I was sitting backstage with Aaron Goldberg 10 minutes before his concert at Cafe 939's Red Room. Event organizers and promoters were dropping in and out of the back room, directing a barrage of questions at Goldberg while Berklee College of Music students bustled outside in the packed venue. He was pouring himself coffee and trying to convince an organizer to let one of his old teachers into the show. The young pianist hardly had time to speak with me, but he agreed to sit down for a couple of minutes for the interview that I had arranged with the help of a student publicist at Berklee. It was an opportunity that even the Berklee students who were privileged enough to attend a workshop with the jazz professional earlier in the afternoon envied. The Boston-born, New York-based Goldberg took a week off of his performing career and dedicated it to playing and working with Berklee students as a featured artist of the Marsalis Berklee Jams series, but not everyone had the chance to speak or jam with him.

"I never officially went to school here, but I spent a lot of time at Berklee," Goldberg said, explaining how his relationship with Berklee began when he was in college. "I met a lot of students here through a Berklee professor named Hal Crook, a great trombone player who teaches here."

Goldberg was studying history and science at Harvard College at the time-with a concentration in mind, brain and behavior-and would spend the weekends playing jazz in jam sessions and informal hangouts. "I played a lot at Wally's Café," he said. "A lot of Berklee guys used to go and hang out there, and once you know a few guys, you know everybody."

Goldberg got into jazz a long time before that. He started playing seriously in high school, and when he was 17, he decided to pursue music full-time at The New School for Jazz and Contemporary Music in New York City. After getting a taste of the big city, he moved back to Boston for school but returned to Brooklyn for a soon-to-be successful career after graduating magna cum laude from Harvard College in 1996.

"I benefitted a lot from [Berklee], so it's great to give back," Goldberg said.
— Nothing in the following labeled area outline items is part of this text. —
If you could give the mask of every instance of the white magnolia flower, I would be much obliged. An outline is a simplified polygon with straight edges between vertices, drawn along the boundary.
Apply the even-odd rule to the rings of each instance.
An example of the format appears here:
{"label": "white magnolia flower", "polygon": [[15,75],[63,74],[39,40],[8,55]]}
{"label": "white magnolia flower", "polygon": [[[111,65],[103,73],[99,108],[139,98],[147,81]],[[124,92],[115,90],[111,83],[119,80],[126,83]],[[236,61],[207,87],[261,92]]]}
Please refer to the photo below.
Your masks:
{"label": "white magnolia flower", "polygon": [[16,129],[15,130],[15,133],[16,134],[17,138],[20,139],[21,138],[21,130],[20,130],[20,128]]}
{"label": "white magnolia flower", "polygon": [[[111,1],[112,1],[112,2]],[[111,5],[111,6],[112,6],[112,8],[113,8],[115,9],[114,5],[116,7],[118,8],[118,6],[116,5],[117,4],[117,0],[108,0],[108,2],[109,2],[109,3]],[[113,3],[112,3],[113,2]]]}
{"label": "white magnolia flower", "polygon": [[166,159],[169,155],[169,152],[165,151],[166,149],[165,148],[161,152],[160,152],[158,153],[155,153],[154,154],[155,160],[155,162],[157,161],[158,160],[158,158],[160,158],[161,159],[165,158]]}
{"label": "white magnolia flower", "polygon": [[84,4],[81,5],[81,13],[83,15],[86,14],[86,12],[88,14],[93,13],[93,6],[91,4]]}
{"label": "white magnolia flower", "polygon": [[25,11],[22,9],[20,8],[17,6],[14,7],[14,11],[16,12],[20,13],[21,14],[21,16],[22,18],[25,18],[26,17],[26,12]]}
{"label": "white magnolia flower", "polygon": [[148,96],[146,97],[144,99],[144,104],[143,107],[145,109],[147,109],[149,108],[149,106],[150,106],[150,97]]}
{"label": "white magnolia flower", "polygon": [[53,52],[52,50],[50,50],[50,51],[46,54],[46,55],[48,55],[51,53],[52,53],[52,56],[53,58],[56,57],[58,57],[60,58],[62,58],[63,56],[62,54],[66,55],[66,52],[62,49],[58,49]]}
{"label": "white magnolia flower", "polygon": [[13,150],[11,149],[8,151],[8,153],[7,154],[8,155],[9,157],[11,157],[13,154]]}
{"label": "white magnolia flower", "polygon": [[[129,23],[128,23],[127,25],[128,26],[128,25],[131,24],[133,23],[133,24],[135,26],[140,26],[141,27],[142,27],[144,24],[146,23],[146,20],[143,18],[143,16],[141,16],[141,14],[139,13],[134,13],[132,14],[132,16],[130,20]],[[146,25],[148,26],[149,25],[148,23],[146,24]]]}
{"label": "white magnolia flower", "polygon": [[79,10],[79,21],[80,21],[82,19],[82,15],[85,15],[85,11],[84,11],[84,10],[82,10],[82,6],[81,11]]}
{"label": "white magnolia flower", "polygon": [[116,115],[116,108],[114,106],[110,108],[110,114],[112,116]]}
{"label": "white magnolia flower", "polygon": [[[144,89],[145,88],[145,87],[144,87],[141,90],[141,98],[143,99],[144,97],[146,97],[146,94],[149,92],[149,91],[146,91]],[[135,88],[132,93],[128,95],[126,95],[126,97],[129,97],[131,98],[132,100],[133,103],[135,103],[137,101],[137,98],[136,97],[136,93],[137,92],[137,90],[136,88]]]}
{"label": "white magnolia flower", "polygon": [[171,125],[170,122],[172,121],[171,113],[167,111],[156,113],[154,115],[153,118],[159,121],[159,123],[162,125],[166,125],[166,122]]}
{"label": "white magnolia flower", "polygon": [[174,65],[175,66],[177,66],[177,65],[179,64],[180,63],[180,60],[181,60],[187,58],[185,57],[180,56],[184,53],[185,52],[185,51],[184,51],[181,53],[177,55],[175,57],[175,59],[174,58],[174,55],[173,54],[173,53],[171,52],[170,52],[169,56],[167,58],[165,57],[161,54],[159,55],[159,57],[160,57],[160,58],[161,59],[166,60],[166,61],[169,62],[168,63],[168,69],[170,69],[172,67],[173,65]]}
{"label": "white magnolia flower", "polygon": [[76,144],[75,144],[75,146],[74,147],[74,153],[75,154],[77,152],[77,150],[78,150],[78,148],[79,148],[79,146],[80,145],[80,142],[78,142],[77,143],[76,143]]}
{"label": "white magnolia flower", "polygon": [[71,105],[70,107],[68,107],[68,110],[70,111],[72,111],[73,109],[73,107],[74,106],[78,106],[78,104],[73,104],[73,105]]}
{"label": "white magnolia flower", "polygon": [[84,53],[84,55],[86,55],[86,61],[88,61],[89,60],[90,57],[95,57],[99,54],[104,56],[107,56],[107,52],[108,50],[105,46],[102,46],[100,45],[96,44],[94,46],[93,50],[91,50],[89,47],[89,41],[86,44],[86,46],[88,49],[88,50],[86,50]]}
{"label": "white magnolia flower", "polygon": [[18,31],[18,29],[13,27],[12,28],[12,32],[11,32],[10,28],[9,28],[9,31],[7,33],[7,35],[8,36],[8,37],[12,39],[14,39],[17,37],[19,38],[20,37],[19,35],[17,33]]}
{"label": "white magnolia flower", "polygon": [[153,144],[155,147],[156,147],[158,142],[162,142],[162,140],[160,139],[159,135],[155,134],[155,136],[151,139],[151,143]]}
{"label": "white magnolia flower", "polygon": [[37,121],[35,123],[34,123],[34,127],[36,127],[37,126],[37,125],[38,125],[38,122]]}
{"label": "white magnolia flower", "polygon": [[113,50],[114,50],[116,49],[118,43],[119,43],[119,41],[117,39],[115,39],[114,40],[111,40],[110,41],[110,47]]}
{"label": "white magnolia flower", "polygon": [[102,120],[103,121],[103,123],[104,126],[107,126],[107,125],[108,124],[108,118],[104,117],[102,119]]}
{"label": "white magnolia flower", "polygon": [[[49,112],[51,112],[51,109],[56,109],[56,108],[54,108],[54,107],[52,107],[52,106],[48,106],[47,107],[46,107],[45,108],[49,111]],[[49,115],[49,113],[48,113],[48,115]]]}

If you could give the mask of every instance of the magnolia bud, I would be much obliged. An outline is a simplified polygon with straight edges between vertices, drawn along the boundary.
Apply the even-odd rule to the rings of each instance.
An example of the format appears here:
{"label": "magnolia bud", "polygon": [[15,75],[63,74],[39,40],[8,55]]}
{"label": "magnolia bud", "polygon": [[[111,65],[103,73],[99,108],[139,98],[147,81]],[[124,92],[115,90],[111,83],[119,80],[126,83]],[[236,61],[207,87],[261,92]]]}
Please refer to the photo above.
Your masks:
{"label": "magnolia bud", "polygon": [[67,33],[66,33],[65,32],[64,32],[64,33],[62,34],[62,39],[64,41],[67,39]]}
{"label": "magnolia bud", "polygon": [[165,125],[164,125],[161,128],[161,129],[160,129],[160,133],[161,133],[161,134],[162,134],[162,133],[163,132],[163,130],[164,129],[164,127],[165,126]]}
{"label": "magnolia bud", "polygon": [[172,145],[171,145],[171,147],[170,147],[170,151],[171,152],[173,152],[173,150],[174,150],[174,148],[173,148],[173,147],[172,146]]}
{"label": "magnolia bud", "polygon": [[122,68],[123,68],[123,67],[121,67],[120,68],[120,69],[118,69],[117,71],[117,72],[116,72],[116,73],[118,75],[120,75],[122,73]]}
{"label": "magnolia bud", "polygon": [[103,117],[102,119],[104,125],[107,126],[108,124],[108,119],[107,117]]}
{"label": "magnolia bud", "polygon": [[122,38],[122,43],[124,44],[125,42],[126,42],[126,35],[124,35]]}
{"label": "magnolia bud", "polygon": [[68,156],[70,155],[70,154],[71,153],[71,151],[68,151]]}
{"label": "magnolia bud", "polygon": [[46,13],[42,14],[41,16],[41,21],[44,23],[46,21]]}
His experience at Berklee and in Boston led to an illustrious career, playing with jazz greats such as Kurt Rosenwinkel, Joshua Redman, Wynton Marsalis, Tom Harrell, Freddie Hubbard and Mark Turner, to name a few.

When Goldberg received the invitation for Marsalis Jams, a program founded by Branford Marsalis that brings jazz artists to Boston for performances with Berklee students, it gave him the opportunity return to his hometown and reconnect with the school.

When musicians from New York came to "play a concert, give a couple clinics and participate in a jam session with the students . that was a major part of how the older generation of musicians used to grow and learn-playing in jam sessions with master musicians," Goldberg said. "The idea is to give these Berklee guys a chance to do the same with professional musicians from New York as if they were living in New York."

Like other oral traditions, jazz used to be a discipline passed down from a master to a mentee through intimate, hands-on experiences and almost never in a classroom. I asked Goldberg if that was how he learned to play.

"Most of my playing experience was not officially at jam sessions, but at what musicians call 'sessions'-meaning, have a couple of guys over playing at your house, rehearsing in a rehearsal space," he said. "It's not an open jam session open to everybody, but it is a chance to play with people that try things and experiment."

Goldberg emulated this type of collaboration by hosting workshops Wednesday afternoon and was impressed with how well the Berklee students played. "Everybody that sat in today will be an excellent professional musician," he said. "They're basically professional musicians who are going back to school and who don't necessarily need to be in school."

As I sat among these students before Goldberg's trio began its set, I noticed the pianist looking at the crowd with a twinkle in his eye. While introducing his group, he mentioned that musicians were always his favorite crowd to play for. Indeed, the intimate venue on the side of Boylston Street took on a whole new kind of energy that night, a type of passion that emanated only from those who understood and strove to imitate Goldberg's music.

Heads inevitably bopped, and people announced all sorts of oohs and ahhs in amazement when the performers hit particularly fiery spots in their solos. Bassist Reuben Rogers kept tight, melodious beats to complement drummer Eric Harland's (whom Goldberg said he "first met here at Berklee in one of the recording studios, back when he had just started playing acoustic bass, and his hands were bleeding because he didn't have calluses yet") otherworldly solos while Goldberg sometimes hit chords so hot he'd shake his hands as if to cool them off. It was a performance that the Berklee students clearly loved.

After I asked him about his new album, Home, Goldberg explained that the album is about returning from a long journey, coming back to "re-embrace your home and culture. It also has a lot of political overtone," he said. "A lot of this music was recorded right before [United States President Barack] Obama won, [when I was] getting reinspired about my own country."

Our agreement that the album makes the recent elections somewhat ironic was the last thing we discussed in our interview-an unusual place to end for a jazz musician.

I was cut short by a Berklee organizer, but Goldberg, a thoughtful speaker and provocative performer, gave me more than enough material to mull over.

I may not have been one of the lucky students who jammed with him after the performance, but talking with the pianist offered many insights. I look forward to seeing Goldberg in concert in the future.